The company’s other treatment, already in a Phase 1/2 trial, is a gene therapy intended to cure hepatitis B, a serious viral infection of the liver (see link at the bottom).
The goal for the DMD therapy is to activate the first clinical trial site in the first half of this year, with others to follow, Amoroso said. Initial data from five to eight ambulatory patients is expected by the end of the year.
If successful in the clinic, Precision plans to treat 35 to 40 patients in Phase 1, 2 and 3 trials and file a biologics license application with the FDA in 2028.
A permanent genetic fix
The therapy, called PBGENE-DMD, is a first-in-class in vivo gene-editing treatment intended to permanently correct certain mutations in the gene for dystrophin, a protein vital to normal muscle function. The absence or dysfunction of dystrophin causes severe muscle-wasting diseases such as DMD.
The therapy would correct mutations in the dystrophin gene that are responsible for about 60% of patients with DMD.
“PBGENE-DMD is designed to restore near full-length dystrophin, with the potential to provide significant functional benefits,” said Aravindhan Veerapandiyan, M.D., director of the Comprehensive Neuromuscular Program for Arkansas Children’s Hospital at the University of Arkansas for Medical Sciences. Veerapandiyan is one of the researchers who will participate in the Phase 1/2 clinical study.
“PBGENE-DMD is an important step forward for the Duchenne community as it’s the first ever gene-editing approach designed to treat the majority of DMD patients,” said Pat Furlong, founding president and chief executive officer of Parent Project Muscular Dystrophy. “Families are urgently waiting for newer therapies that can meaningfully and durably change the course of this disease, and we are encouraged to see programs advancing that are designed to address the underlying genetic cause.”
Eight therapies have been approved by the FDA for treating various types of DMD. They work in different ways to slow disease progression or improve muscle function but have limitations.
“Despite approved therapies today, boys with DMD are lacking treatments that lead to functional improvements over time,” Amoroso said.
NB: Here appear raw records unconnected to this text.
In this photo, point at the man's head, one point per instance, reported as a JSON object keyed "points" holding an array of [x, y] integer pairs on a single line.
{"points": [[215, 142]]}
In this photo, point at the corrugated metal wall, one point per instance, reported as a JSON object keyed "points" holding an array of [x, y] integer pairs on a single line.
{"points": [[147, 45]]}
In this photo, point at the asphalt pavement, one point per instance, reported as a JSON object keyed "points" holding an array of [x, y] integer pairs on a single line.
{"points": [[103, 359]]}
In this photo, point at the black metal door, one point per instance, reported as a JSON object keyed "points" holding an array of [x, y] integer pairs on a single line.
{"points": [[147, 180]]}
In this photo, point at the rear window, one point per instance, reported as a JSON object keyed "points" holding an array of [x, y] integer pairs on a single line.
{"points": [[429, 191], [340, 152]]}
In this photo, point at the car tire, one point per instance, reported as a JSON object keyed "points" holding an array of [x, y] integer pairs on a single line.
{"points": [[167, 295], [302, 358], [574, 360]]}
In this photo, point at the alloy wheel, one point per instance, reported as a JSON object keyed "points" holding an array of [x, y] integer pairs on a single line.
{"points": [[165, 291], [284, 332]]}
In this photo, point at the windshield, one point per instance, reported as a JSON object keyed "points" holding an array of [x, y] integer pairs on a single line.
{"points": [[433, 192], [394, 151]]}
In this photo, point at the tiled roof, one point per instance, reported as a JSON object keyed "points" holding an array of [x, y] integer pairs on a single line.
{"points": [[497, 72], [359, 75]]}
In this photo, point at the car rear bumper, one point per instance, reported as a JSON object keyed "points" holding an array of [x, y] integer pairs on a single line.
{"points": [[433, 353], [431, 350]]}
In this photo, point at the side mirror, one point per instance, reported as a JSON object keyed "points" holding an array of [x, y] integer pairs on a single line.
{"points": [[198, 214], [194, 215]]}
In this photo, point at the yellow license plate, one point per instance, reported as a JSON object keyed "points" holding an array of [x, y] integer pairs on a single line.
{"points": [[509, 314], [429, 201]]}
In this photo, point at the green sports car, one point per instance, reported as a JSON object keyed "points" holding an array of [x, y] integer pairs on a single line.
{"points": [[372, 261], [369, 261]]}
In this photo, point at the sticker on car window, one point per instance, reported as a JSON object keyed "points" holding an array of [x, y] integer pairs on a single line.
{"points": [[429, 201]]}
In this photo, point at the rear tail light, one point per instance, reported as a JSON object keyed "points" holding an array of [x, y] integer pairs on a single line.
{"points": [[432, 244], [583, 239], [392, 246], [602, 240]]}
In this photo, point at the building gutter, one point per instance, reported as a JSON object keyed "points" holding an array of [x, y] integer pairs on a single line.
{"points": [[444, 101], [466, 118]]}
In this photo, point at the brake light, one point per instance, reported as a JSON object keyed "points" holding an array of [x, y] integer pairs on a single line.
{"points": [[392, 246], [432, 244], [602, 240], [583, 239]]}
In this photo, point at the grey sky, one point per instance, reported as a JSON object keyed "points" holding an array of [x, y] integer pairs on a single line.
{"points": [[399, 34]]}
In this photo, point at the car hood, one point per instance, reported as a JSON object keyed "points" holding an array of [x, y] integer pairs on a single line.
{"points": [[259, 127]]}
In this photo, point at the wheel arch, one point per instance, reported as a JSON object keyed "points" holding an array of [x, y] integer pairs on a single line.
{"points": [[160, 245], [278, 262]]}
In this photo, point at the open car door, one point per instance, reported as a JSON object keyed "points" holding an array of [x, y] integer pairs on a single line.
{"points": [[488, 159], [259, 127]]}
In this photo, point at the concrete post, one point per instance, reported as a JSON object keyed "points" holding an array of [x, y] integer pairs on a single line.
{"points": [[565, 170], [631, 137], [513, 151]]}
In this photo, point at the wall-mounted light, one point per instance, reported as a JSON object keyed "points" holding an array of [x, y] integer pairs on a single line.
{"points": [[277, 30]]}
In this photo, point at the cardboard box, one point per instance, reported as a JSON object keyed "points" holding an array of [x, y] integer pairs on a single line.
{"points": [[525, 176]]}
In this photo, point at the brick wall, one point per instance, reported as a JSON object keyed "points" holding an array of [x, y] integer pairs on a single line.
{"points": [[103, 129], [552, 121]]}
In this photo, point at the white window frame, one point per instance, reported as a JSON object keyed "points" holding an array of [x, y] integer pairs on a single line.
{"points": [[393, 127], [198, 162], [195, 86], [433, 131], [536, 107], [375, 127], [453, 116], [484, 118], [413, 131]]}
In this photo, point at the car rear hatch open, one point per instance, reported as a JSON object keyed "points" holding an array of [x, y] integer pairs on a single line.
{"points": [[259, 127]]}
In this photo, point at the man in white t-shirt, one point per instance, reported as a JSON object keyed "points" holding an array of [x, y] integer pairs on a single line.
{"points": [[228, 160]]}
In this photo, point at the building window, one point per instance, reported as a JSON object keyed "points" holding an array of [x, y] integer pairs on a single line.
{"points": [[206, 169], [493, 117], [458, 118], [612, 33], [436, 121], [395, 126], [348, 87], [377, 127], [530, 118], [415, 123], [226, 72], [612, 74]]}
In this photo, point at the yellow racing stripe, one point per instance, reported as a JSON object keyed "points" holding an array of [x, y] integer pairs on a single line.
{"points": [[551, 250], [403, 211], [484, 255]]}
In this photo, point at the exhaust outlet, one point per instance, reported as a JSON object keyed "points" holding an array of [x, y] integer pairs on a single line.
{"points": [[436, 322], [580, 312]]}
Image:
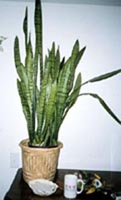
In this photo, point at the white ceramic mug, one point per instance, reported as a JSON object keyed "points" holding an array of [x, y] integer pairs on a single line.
{"points": [[70, 186]]}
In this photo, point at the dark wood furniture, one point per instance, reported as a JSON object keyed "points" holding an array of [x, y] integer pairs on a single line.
{"points": [[19, 190]]}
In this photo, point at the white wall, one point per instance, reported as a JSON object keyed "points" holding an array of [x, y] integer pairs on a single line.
{"points": [[91, 138]]}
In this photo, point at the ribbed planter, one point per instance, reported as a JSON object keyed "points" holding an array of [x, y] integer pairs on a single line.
{"points": [[39, 162]]}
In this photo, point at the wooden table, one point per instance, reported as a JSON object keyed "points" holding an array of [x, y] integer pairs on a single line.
{"points": [[19, 190]]}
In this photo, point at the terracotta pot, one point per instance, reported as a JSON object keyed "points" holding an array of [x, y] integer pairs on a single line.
{"points": [[39, 162]]}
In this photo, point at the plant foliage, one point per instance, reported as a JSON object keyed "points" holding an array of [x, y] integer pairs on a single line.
{"points": [[49, 89]]}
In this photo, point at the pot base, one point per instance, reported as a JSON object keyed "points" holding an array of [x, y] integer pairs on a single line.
{"points": [[39, 162]]}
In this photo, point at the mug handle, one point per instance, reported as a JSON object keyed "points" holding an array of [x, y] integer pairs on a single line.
{"points": [[82, 186]]}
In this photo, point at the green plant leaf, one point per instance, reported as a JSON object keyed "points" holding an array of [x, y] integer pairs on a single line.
{"points": [[103, 76], [105, 106]]}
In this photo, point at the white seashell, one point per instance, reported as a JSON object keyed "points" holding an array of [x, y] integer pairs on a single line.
{"points": [[43, 187]]}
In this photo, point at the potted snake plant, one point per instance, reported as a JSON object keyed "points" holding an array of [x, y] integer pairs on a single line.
{"points": [[48, 89]]}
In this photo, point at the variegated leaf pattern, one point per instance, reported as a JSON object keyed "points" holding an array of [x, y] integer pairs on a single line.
{"points": [[48, 90]]}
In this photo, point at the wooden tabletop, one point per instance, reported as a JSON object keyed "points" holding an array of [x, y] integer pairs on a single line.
{"points": [[19, 190]]}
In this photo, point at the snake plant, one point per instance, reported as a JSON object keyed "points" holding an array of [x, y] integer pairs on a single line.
{"points": [[49, 88]]}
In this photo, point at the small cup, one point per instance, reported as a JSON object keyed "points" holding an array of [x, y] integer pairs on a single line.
{"points": [[70, 186]]}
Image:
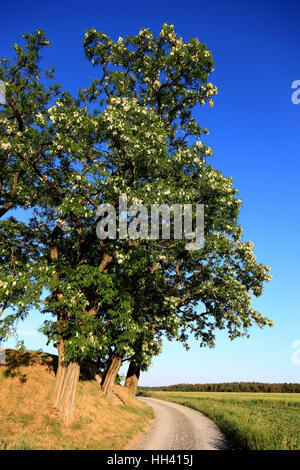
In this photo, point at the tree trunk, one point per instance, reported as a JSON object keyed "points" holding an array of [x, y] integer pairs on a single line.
{"points": [[110, 376], [132, 378], [65, 388]]}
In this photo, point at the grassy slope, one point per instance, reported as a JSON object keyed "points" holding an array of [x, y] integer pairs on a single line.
{"points": [[251, 420], [28, 422]]}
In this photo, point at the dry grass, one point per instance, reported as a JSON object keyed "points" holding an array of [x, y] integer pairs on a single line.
{"points": [[28, 422]]}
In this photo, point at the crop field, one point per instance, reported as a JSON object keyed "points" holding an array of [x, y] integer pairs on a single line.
{"points": [[252, 421]]}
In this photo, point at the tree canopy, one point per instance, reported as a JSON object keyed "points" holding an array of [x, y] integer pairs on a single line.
{"points": [[130, 132]]}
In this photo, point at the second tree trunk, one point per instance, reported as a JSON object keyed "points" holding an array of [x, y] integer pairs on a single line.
{"points": [[132, 378], [110, 376]]}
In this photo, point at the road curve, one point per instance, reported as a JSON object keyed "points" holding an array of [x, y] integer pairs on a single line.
{"points": [[178, 427]]}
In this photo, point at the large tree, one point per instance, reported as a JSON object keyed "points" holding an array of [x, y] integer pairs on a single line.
{"points": [[130, 132]]}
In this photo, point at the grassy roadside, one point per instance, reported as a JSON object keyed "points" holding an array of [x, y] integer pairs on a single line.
{"points": [[28, 422], [252, 421]]}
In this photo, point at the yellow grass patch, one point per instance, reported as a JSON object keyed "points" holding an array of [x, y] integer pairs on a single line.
{"points": [[27, 420]]}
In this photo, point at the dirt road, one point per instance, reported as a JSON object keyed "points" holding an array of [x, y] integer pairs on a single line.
{"points": [[178, 427]]}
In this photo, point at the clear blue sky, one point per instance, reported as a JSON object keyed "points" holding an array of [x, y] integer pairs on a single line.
{"points": [[254, 129]]}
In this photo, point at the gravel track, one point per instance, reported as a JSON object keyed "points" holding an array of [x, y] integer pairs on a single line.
{"points": [[178, 427]]}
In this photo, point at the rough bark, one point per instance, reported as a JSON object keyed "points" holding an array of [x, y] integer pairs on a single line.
{"points": [[65, 388], [110, 376], [132, 378]]}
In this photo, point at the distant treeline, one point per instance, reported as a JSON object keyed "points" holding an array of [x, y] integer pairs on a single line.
{"points": [[229, 387]]}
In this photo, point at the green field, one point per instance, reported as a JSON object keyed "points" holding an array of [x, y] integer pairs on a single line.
{"points": [[252, 421]]}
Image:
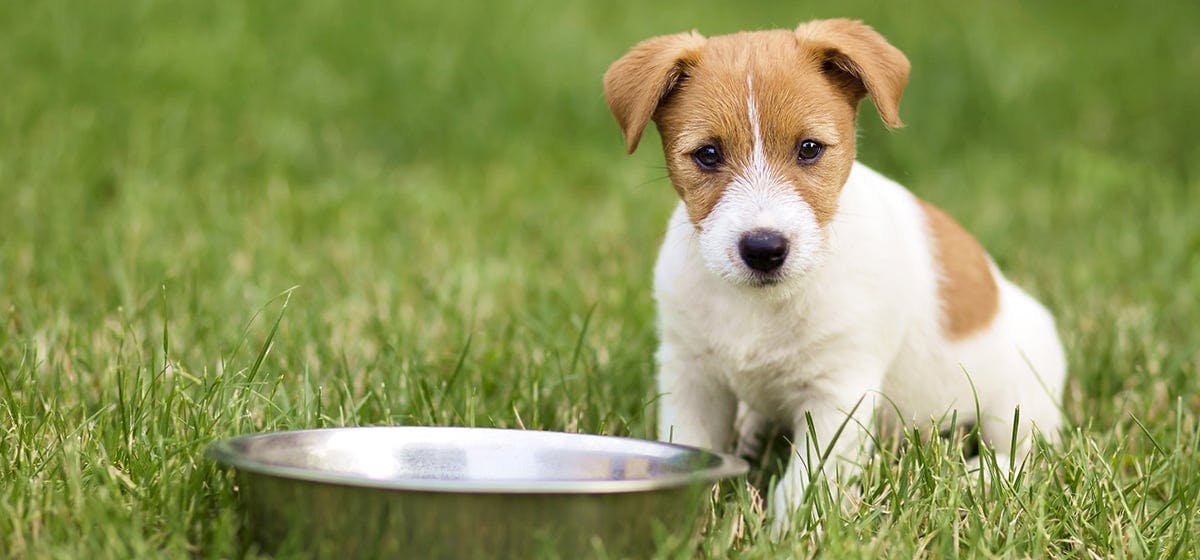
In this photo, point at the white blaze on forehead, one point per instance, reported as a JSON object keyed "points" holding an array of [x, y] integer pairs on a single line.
{"points": [[759, 169]]}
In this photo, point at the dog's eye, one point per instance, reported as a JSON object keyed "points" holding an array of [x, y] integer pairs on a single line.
{"points": [[708, 157], [808, 151]]}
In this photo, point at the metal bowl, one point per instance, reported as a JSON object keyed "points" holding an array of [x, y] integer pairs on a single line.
{"points": [[424, 492]]}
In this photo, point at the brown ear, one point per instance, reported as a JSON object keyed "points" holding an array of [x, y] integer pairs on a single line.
{"points": [[637, 83], [861, 60]]}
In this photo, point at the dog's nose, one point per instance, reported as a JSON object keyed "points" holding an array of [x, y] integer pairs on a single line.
{"points": [[763, 251]]}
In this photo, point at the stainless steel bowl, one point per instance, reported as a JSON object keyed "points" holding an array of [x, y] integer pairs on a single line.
{"points": [[413, 492]]}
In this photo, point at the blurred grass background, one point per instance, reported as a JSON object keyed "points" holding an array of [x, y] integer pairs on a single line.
{"points": [[445, 190]]}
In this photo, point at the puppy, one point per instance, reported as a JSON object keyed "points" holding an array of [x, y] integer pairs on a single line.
{"points": [[803, 284]]}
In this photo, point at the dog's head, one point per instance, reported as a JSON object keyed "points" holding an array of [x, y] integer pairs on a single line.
{"points": [[759, 132]]}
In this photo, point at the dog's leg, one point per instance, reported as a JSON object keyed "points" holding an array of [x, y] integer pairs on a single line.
{"points": [[840, 428], [695, 407], [753, 431]]}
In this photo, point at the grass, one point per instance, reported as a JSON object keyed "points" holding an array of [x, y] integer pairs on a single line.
{"points": [[228, 217]]}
PBGENE-DMD offers several potential advantages over other therapies, according to Precision. It promises improved muscle function over time, a long-term durable benefit and broad applicability to patients. It is also given in a single administration and corrects the dystrophin gene, resulting in a functional dystrophin protein.
Precise gene-cutting platform
PBGENE-DMD is based on Precision’s proprietary genome-editing technology called ARCUS, which uses an enzyme to cut or insert specific DNA segments within a cell. In DMD patients, edits to the faulty dystrophin gene are intended to result in a naturally expressed, near full-length, functional dystrophin protein.
In preclinical studies, PBGENE-DMD demonstrated the ability to target key muscle types involved in the progression of DMD and produced significant durable, functional improvements in a humanized DMD mouse model. PBGENE-DMD restored production of a near full-length functional dystrophin protein across multiple muscles, including cardiac tissue and various key skeletal muscle groups. In addition, PBGENE-DMD edited satellite muscle stem cells, believed to be critical for long-term durability and sustained functional improvement.
PBGENE-DMD was recently granted FDA Rare Pediatric Disease and Orphan Drug designations for the treatment of DMD. The designations help accelerate the review and approval of treatments for diseases that affect relatively few patients.
About 15,000 patients in the U.S. and 300,000 globally live with DMD. The disorder affects about one in every 5,000 male births worldwide.
With newer treatments, more DMD patients are living into their 30s and 40s.
Precision BioSciences was founded in 2006 and became a publicly traded company in 2019.
In November 2025, it raised about $75 million in a stock offering. At the end of that year, the company reported having about $137 million in cash and other revenue, enough runway to last until 2028.